FIG. 7.

Rapid temperature-independent induction and persistence of cellular resistance to infection. Panel A: cell resistance is induced rapidly. Cultures in strip-well plates were exposed to 30 μM TAT-Cd⁻ (•) or incubated with no peptide (○) at 37°C for the times indicated. Free peptide was removed by rinsing three times over a period of <5 min, and cells were infected with hrR3 (MOI, 0.04) in the absence of peptide, treated with pH 3 citrate buffer, and scored after X-Gal staining 8 h later. Cultures not incubated at 37°C (0 time points) were exposed to peptide at ∼23°C for <1 min before they were rinsed and infected. Panel B: induction of cellular resistance is not temperature dependent.
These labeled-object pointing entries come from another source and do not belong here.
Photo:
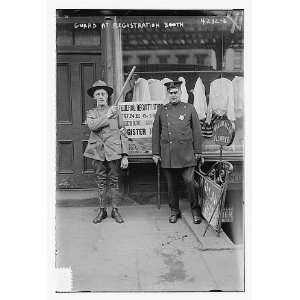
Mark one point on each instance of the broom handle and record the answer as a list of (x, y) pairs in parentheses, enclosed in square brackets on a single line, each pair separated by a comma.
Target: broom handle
[(126, 82)]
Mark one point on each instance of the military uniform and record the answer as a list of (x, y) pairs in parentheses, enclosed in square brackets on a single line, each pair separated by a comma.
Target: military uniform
[(176, 138), (106, 146)]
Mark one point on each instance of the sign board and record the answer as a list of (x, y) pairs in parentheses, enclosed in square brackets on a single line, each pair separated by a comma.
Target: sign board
[(223, 132), (138, 119), (211, 195)]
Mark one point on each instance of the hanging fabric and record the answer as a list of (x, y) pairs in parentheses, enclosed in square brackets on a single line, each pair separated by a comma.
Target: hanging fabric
[(200, 99), (184, 94), (141, 91), (165, 93), (221, 100), (238, 94), (156, 90)]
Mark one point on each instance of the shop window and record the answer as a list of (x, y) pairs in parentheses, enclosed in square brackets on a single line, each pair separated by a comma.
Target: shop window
[(144, 59), (126, 59), (163, 59), (181, 59), (200, 59)]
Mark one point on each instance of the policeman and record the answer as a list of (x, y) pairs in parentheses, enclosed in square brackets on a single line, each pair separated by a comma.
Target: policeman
[(176, 142), (107, 147)]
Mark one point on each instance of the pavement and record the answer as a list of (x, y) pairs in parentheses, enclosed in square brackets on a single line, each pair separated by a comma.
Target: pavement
[(146, 253)]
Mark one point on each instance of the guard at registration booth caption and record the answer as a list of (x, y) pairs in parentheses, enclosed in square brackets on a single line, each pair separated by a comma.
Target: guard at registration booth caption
[(107, 147), (177, 147)]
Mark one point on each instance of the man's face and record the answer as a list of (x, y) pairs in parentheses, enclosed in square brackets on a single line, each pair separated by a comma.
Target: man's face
[(174, 95), (101, 96)]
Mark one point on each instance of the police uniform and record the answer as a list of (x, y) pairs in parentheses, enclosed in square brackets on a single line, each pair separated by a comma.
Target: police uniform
[(176, 138)]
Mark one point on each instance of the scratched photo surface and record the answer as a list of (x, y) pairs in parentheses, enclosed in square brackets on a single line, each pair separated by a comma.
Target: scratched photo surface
[(204, 49)]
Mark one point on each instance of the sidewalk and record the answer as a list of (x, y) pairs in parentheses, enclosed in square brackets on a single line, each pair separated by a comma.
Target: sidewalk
[(146, 253)]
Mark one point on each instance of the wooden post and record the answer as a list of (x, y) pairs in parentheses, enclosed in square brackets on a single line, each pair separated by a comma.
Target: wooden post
[(118, 62), (111, 59)]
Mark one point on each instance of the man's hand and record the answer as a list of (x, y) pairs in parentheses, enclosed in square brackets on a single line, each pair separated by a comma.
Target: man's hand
[(156, 159), (112, 112), (200, 158), (124, 162)]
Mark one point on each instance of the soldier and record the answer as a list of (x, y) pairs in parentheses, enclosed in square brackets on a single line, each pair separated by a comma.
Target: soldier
[(176, 142), (107, 147)]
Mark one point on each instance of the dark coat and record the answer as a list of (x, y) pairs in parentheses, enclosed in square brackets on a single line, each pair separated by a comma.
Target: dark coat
[(176, 135)]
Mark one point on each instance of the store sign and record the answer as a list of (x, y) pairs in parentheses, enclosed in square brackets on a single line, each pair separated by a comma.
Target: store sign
[(223, 132), (138, 119)]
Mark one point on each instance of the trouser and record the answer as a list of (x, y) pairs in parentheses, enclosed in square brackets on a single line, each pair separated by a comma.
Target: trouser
[(173, 179), (107, 178)]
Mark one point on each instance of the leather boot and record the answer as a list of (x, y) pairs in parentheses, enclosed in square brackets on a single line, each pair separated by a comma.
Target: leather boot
[(174, 217), (116, 215), (102, 214)]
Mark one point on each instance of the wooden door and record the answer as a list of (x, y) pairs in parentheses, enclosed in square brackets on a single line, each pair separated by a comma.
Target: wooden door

Effects of cell pretreatments with TAT-Cd⁻ for 1 h at 4 (○) or 37°C (•) were measured as described for panel A. Panel C: recovery of susceptibility to infection under normal culture conditions. Mock-treated cultures (○) and cultures exposed to 30 μM TAT-Cd⁻ (•) for 1 h at 37°C were infected and scored for infectivity as described for panel A. Panel D: cell resistance is lost by rinsing with hypertonic medium. Cultures exposed to bTAT-Cd⁻ for 1 h at 37°C were rinsed three times for 10 min at 4°C with peptide-free, serum-supplemented DMEM in the absence (○) or presence (•) of 0.5 M NaCl before they were infected as described for panel A. Infectivity was scored by measuring β-galactosidase activity in cell lysates 6 h postinfection. The data points represent the means of triplicate determinations with standard errors of the means.